Primero, debo aceptar que se trata de un largometraje prácticamente impecable con su técnica cinematográfica, en el diseño de la planificación y en la dirección de actores (excepto con Nicolas Cage, quien ya no tiene remedio como mal actor). La fuerza visual de la película no tiene discusión.
Segundo, de la admiración por lo formal uno se va quedando boquiabierto por la descarada falta de ética de la trama, ¡ah, paradoja!, reforzada por la exactitud de las imágenes. O sea, el talento formal de Kick-Ass (en sus 117 minutos) solo vigoriza el carácter hiperviolento, irresponsable, descarado y peligroso del argumento. En su suma, se trata de una película tramposa.

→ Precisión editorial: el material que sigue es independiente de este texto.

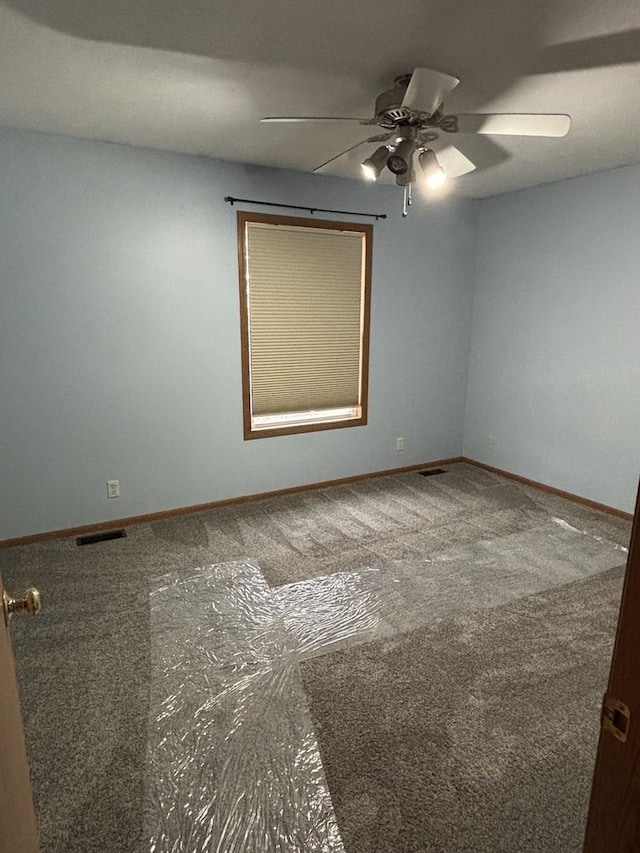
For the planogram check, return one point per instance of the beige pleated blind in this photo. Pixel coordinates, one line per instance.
(305, 298)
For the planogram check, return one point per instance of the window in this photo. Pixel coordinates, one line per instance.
(304, 301)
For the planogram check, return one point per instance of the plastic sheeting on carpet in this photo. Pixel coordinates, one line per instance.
(233, 763)
(326, 613)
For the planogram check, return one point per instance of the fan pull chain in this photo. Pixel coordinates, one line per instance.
(407, 200)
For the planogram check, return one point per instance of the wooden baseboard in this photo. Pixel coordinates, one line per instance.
(187, 510)
(610, 510)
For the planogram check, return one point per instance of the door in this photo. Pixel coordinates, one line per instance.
(614, 814)
(18, 833)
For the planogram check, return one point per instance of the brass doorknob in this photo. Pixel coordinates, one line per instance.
(30, 602)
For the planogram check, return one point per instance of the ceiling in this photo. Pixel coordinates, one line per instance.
(196, 75)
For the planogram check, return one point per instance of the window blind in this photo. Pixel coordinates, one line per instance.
(305, 289)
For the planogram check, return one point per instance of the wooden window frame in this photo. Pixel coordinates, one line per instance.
(250, 432)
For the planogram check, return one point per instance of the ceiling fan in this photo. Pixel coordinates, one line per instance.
(411, 114)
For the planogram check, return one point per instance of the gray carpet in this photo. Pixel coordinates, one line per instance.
(476, 735)
(84, 669)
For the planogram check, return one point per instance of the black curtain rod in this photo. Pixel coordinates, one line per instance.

Me dicen que la historieta en que se basa es igual de sanguinaria y peor de brutal. Hasta ahí. Ya sé que no la voy a leer, al menos que me la impongan por tortura. ¿Por qué este carácter tan innecesariamente violento y abiertamente fascista en una película cuando la sociedad detona con tanta violencia real?
Hubo un momento en que Kick-Ass me saturó y, si me quedé ahí sentado, no fue por un acto de esperanza, de que por lo menos al final sucediera algo positivo, no, me quedé por obligación para con mis lectores (los tengo, aunque algunos me leen porque luego disfrutan mucho del hablar mal de mis comentarios, sobre todo si se trata de películas costarricenses).
Nada. Más bien el final de la cinta sugiere una segunda parte con una niña y un adolescente como personajes principales (superhéroes sin poderes), pero con crueldad de torturadores en sus venas y mentes, supuestamente para combatir a mafiosos igualmente atroces. ¡Vieran la golpiza que se lleva esa niña en una larga secuencia! Luego nos preguntamos que por qué sucede lo que acontece en la vida real, a nuestro alrededor y con las guerras rapaces.
No le vamos a echar toda la culpa al cine, ni a todas las películas, pero la presencia de un filme como Kick-Ass, más que una crítica de cine, merece un análisis sociológico y psicológico. ¿Por qué se filma bien una película con tal ausencia de ética? ¿Quién la distribuye, por qué? ¿Por qué los dueños de salas permiten pasarla? ¿Por qué hay espectadores? ¿Por qué hablo de ella en la prensa y no la ignoro? ¿Por qué esta crítica hoy? ¿Para qué?